Warrick's film has enough Stunning Revelations to fill two documentaries. A few examples: The FCC has no authority to regulate advertisers; the Pentagon has used "psy-ops" techniques to influence the mass media (in violation of the 1948 Smith-Mundt Act that prohibits using propaganda techniques to target a domestic audience); some of today's most pervasive subliminal ads use images that promote sexual violence; serial killer Ted Bundy insisted that his murderous rampage targeting young women was stoked by TV advertising that he clearly perceived as promoting violence against women. 

My favorite revelation is much more lighthearted. In an interview with Warrick, Mark Mothersbaugh (a founding member of DEVO and a sound engineer who established himself as a "go-to guy" in the world of radio and TV advertising) admits to embedding subliminal messages in ads that he created for several corporate clients. He cites his animated TV ads for Hawaiian Punch. (You may recall the commercial: it featured a cartoon character in a Hawaiian shirt "punching" another character.) Mothersbaugh secretly poisoned the ad by including a sub-audible voice whispering "Sugar Is Bad for You" in the soundtrack. The statute of limitations must have run out by now because Mothersbaugh is shown openly laughing at the memory company executives enthusiastically applauding after the test screening. "They completely missed it!" Mothersbaugh chuckles with undiluted delight. 

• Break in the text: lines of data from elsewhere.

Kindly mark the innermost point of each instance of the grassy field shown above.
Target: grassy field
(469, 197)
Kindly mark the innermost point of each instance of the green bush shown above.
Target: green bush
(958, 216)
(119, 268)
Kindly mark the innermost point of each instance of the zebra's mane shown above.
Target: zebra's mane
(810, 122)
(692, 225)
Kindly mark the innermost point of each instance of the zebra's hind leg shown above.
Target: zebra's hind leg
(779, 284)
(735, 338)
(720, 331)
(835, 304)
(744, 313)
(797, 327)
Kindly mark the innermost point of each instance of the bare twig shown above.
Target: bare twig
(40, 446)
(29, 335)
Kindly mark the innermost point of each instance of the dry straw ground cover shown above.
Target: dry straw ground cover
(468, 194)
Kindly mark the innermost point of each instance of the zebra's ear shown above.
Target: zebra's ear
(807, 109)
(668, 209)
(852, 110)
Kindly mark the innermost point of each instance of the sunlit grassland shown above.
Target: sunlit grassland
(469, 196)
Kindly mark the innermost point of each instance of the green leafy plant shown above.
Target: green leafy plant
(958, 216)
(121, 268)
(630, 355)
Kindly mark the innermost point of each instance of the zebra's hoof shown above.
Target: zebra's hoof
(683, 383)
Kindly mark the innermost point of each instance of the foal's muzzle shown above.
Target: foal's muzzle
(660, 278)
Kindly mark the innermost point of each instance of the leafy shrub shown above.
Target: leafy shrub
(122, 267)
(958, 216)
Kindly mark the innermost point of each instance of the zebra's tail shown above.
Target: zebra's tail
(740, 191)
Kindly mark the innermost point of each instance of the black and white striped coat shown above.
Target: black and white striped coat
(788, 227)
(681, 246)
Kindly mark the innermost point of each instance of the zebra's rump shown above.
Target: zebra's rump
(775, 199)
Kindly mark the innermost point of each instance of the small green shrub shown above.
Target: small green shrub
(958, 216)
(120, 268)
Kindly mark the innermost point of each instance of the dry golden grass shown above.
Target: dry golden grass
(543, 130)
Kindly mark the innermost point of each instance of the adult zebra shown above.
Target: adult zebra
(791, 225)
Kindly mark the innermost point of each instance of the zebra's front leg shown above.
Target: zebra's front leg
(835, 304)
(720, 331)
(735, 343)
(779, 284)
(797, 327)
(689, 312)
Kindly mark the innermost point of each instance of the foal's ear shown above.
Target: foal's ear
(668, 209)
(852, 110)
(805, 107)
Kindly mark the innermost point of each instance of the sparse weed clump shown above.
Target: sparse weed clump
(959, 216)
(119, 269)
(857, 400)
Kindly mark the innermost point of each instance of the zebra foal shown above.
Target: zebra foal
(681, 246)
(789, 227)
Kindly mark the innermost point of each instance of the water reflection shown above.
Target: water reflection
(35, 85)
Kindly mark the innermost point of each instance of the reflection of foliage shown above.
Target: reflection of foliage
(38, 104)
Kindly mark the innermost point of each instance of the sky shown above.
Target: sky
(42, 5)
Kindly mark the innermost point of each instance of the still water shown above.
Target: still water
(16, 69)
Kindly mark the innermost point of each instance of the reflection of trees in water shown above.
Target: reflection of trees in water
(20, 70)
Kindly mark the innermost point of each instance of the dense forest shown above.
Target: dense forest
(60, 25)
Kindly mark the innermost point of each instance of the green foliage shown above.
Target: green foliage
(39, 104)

In both research surveys and in Warrick's own person-in-the-street interviews, most Americans confess to a belief that subliminal messaging is real and is being used. But the threat is shrugged off as just another minor annoyance of modern life — like traffic jams and other peoples' cellphone conversations. However, if Americans knew specifically how they were being manipulated, the level of concern might be much greater. 

As Programming notes, much of the "news" we are exposed to is actually cleverly disguised corporate advertising and covert government propaganda created by PR firms and distributed to commercial news outlets in the form of Video News Releases. John Stewart and Steven Colbert aren't the only sources of "fake news" on TV: It's just that they are up-front about their antics. 

Thanks to the new technology of the Internet Age (specifically, the "freeze-frame" button on video and computer playback), subliminal messages are easier to spot than ever before. That's how the GOP was caught superimposing a subliminal message in an election ad attacking the Democrats. At the end of the ad, the words "Democrats" and "Bureaucrats" scroll slowing across a dark screen. Invisible to the naked eye, another word was flashed on the screen for 1/30th of a second. The word was "rats." 

When subliminal messages are used in an attempt to sway an election, that's a red flag that Orwell's Big Brother has taken up a permanent seat on the couch in front of your living room TV. 

Viewer advisory: The film includes an interview with James Vance, one of two teenagers who attempted suicide after hearing what they believed to be a message to "Do it!" hidden in a Judas Priest recording. Vance survived the shotgun blast to his head but the self-inflicted wound blew out the middle third of his face, leaving him horrifically maimed. The image may be disturbing to many viewers.